I can't find it now - see below for the relevant links I did find -
but it made a very interesting point.  It stated that in the past, IP
law worked by covering the vessel, not the content.  I.e., you owned
the bottle of wine, not just the wine.  You owned the book full of
words, not the words.  It was set up this way because they couldn't
figure out the legal language to cover just the intangible idea.  As
far as I know, they still haven't.

The comments about owning an entry in a database struck me as a
perfect example of this.  Does/Would the customer own the supporting
code, the text in the database field, or just the
manifestation/representation of that code within the game?

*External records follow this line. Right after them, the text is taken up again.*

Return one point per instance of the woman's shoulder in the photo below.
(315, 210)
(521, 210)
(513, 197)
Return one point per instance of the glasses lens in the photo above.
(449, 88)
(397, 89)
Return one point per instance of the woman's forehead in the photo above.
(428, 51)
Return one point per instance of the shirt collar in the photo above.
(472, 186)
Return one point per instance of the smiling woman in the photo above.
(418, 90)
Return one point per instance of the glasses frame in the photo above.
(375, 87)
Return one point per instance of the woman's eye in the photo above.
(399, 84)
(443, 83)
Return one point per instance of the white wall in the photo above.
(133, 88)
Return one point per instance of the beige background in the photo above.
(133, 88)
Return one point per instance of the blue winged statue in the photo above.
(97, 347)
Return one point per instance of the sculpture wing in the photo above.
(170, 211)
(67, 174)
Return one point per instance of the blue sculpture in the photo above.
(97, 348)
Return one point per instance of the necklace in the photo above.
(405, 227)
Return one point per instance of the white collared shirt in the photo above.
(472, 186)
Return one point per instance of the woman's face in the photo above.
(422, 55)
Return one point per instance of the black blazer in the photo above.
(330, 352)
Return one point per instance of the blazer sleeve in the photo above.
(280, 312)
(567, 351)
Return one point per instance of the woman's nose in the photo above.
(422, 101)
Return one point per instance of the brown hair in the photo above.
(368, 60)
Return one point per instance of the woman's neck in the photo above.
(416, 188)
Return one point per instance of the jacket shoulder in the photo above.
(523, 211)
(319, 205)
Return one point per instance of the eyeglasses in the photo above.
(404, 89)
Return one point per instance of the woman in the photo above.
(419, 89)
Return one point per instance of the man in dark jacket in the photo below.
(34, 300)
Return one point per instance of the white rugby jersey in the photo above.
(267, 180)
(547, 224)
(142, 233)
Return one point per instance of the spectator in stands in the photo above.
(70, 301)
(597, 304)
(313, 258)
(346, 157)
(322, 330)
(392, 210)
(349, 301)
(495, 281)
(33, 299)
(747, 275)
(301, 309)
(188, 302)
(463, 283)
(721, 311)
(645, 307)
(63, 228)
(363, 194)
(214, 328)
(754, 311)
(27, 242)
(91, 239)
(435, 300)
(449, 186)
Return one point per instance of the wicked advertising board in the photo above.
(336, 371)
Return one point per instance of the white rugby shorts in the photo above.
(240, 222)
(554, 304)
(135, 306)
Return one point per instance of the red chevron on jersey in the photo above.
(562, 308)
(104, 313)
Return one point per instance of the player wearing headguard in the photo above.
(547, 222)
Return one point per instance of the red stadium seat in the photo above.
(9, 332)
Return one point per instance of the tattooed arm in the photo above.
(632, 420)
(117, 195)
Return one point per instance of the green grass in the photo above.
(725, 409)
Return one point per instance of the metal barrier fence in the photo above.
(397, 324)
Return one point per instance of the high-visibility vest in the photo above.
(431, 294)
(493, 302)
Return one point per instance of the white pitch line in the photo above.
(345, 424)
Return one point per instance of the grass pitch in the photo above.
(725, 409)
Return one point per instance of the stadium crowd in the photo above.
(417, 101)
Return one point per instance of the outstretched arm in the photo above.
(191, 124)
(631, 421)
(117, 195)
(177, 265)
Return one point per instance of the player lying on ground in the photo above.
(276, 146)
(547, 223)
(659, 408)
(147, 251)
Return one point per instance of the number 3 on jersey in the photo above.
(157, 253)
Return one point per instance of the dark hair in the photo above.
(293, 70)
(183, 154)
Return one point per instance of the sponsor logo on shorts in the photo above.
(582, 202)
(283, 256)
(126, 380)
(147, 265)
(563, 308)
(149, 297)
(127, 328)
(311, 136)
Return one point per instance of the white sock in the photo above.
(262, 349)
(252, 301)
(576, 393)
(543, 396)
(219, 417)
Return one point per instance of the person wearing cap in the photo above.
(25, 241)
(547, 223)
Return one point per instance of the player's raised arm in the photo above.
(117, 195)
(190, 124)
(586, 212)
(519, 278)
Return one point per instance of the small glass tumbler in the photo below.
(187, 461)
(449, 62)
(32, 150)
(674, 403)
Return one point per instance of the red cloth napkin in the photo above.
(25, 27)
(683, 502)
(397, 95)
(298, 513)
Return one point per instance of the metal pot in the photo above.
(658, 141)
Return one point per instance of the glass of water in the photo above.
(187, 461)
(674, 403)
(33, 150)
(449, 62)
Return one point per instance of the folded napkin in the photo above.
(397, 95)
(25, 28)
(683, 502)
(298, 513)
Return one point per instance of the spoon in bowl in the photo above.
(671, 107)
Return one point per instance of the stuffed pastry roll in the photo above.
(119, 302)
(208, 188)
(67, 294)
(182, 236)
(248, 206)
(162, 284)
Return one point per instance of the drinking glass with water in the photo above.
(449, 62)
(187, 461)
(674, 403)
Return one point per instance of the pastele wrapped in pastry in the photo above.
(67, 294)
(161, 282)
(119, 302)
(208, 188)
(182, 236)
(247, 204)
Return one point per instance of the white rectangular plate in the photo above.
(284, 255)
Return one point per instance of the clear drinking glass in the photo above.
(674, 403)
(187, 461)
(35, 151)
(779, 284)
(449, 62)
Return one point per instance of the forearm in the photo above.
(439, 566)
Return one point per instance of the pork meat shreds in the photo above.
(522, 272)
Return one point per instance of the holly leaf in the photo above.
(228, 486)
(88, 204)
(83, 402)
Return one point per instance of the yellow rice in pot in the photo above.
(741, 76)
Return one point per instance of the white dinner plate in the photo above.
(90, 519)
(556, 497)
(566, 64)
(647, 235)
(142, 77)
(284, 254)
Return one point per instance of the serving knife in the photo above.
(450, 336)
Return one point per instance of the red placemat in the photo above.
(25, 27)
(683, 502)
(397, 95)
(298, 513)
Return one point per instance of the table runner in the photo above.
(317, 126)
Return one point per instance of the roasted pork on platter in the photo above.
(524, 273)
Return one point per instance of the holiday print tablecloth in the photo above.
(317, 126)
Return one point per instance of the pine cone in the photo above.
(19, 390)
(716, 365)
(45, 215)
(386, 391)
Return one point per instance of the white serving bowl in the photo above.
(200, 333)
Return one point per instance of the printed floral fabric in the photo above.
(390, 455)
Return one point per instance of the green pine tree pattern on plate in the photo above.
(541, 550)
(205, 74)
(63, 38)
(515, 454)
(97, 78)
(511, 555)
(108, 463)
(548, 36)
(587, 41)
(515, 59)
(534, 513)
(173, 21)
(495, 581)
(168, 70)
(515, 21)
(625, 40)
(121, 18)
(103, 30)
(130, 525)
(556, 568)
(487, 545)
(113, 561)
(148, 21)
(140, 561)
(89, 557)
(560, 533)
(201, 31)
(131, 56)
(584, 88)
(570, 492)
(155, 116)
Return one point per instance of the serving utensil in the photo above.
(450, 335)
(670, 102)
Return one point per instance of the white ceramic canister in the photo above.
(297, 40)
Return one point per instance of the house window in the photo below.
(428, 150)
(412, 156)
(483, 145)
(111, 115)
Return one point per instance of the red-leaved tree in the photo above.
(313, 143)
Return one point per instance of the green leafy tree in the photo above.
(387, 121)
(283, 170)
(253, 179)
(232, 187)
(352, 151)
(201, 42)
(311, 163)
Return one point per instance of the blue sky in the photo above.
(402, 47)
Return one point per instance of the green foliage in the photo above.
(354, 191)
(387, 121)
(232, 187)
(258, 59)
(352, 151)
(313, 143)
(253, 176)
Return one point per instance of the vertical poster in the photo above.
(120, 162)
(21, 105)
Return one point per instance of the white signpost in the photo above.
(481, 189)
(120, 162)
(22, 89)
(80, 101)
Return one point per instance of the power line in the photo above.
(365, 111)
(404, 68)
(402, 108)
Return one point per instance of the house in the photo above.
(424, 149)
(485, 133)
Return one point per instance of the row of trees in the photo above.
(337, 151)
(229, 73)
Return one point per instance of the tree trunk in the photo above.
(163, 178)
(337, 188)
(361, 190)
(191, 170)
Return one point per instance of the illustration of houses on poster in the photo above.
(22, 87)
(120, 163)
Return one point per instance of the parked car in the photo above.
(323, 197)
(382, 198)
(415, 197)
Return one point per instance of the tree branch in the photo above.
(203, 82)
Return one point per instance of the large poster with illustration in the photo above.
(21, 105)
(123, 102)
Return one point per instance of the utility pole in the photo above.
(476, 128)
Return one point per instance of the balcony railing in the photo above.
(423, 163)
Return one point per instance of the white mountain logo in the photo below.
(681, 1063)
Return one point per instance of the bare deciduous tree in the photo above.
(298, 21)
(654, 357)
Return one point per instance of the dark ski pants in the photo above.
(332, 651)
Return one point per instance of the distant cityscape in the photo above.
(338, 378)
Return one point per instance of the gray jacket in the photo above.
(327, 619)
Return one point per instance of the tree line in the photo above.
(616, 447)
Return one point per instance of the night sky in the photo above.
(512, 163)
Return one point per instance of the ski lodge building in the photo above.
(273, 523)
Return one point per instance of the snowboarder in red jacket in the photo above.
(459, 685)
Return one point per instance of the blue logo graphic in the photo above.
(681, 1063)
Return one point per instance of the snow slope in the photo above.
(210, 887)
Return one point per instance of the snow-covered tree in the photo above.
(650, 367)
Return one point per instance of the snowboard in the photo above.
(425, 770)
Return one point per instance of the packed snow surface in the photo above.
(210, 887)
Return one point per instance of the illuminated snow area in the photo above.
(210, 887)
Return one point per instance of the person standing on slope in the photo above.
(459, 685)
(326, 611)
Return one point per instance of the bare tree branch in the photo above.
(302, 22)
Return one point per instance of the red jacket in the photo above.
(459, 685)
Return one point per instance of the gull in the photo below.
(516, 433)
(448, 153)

I did find the following links.  I haven't read the longer one in its
entirety, but at a quick glance it looked interesting.

10 Big Myths about copyright explained:

  http://www.eff.org/pub/Intellectual_property/cpyrt_myths.faq

SOFTWARE LICENSING FLEXIBILITY:  COMPLEMENTS THE DIGITAL AGE:

  http://www.eff.org/pub/Intellectual_property/software_licensing.paper

Cheers,

G.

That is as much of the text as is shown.